As you can see, UserAgent YahooBot and Mozilla / 5.0 are transmitted, and even a strange request to the page /boaform/admin/formLogin?username=adminisp&psd=adminisp

Tell me what to do. Is it a virus?

Answer 1

These are bots probing for vulnerabilities. I suggest you modify LogFormat to include the client IP in case you want to block those.
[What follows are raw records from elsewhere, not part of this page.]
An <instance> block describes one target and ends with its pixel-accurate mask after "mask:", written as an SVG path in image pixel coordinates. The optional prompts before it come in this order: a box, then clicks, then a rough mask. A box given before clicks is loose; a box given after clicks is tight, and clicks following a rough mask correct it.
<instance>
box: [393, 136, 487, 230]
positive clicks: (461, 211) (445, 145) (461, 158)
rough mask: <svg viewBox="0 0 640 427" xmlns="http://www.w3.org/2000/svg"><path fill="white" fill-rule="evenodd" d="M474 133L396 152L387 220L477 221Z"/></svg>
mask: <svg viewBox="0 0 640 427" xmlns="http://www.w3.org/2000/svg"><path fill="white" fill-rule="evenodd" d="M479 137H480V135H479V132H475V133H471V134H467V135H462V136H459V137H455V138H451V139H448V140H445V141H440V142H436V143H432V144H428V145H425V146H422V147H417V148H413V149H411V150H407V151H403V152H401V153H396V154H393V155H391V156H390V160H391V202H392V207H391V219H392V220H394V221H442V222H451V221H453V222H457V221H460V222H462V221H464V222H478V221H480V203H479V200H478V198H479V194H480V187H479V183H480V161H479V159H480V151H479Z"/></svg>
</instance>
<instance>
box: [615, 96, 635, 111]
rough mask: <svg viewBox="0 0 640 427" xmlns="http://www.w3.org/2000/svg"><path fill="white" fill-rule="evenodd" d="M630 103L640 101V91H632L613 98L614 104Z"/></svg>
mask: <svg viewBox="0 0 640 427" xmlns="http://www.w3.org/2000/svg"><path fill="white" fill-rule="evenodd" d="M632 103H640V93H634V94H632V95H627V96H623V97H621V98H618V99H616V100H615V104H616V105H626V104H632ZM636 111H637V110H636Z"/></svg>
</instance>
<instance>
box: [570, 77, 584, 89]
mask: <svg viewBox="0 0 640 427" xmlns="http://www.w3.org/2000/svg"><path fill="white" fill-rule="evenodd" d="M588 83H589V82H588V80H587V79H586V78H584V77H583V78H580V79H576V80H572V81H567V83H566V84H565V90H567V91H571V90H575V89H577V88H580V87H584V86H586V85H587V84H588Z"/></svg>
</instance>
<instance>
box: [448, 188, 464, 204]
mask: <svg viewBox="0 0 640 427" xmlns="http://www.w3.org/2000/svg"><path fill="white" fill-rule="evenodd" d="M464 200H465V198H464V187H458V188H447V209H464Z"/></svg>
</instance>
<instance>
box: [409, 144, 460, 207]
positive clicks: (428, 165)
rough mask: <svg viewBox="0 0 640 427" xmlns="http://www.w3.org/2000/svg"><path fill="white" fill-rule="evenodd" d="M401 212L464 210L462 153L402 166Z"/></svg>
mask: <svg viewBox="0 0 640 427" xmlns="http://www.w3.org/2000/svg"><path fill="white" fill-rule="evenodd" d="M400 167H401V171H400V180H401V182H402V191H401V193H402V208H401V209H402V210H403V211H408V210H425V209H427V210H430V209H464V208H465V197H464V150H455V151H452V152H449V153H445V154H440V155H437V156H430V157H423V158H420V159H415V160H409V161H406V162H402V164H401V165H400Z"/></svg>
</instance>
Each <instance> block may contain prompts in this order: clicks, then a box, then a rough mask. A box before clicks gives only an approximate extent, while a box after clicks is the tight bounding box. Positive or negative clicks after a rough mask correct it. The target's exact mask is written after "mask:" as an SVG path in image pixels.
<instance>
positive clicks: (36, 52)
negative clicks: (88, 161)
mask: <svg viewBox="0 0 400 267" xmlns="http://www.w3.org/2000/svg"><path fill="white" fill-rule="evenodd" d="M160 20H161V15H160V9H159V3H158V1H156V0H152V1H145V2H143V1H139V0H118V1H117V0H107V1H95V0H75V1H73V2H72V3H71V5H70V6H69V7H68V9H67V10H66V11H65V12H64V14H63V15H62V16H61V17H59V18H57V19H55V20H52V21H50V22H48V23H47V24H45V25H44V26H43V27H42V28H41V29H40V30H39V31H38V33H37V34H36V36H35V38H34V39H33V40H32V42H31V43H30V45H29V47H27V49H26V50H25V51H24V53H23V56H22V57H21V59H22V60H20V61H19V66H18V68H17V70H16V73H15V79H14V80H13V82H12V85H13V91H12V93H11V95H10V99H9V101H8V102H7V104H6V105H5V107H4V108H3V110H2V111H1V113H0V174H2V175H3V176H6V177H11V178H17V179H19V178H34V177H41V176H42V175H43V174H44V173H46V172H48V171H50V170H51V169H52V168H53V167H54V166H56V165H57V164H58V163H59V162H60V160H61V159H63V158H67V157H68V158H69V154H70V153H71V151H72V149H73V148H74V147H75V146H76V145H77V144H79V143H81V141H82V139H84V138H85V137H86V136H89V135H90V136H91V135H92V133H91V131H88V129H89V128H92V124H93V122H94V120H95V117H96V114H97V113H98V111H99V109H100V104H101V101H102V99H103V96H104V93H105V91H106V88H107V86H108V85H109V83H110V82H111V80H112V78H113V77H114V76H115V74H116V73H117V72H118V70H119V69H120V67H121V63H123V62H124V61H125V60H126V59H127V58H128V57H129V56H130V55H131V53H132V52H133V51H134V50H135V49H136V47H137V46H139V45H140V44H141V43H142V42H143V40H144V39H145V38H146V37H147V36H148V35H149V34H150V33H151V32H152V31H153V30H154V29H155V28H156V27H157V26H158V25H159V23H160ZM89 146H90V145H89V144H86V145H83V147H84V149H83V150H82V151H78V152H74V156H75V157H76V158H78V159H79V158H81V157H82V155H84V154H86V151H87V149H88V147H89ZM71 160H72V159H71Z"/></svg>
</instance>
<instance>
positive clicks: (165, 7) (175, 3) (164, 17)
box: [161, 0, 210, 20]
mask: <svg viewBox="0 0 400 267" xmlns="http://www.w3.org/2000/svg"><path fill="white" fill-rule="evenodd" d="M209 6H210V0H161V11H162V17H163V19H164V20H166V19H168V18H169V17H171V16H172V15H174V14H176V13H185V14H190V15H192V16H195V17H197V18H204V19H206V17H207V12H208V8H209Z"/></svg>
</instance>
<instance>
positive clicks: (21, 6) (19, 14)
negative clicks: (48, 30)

Here is what I use:

LogFormat "%h %l %u %t \"%r\" %>s %B \"%{Referer}i\" \"%{User-Agent}i\"" combined
CustomLog ${APACHE_LOG_DIR}/access.log combined

Here is the relevant documentation for LogFormat variables. If you want, the next step is to block abuse traffic. I use fail2ban for that. Consider enabling the unique_id module, that way you can log that id in both access and error log.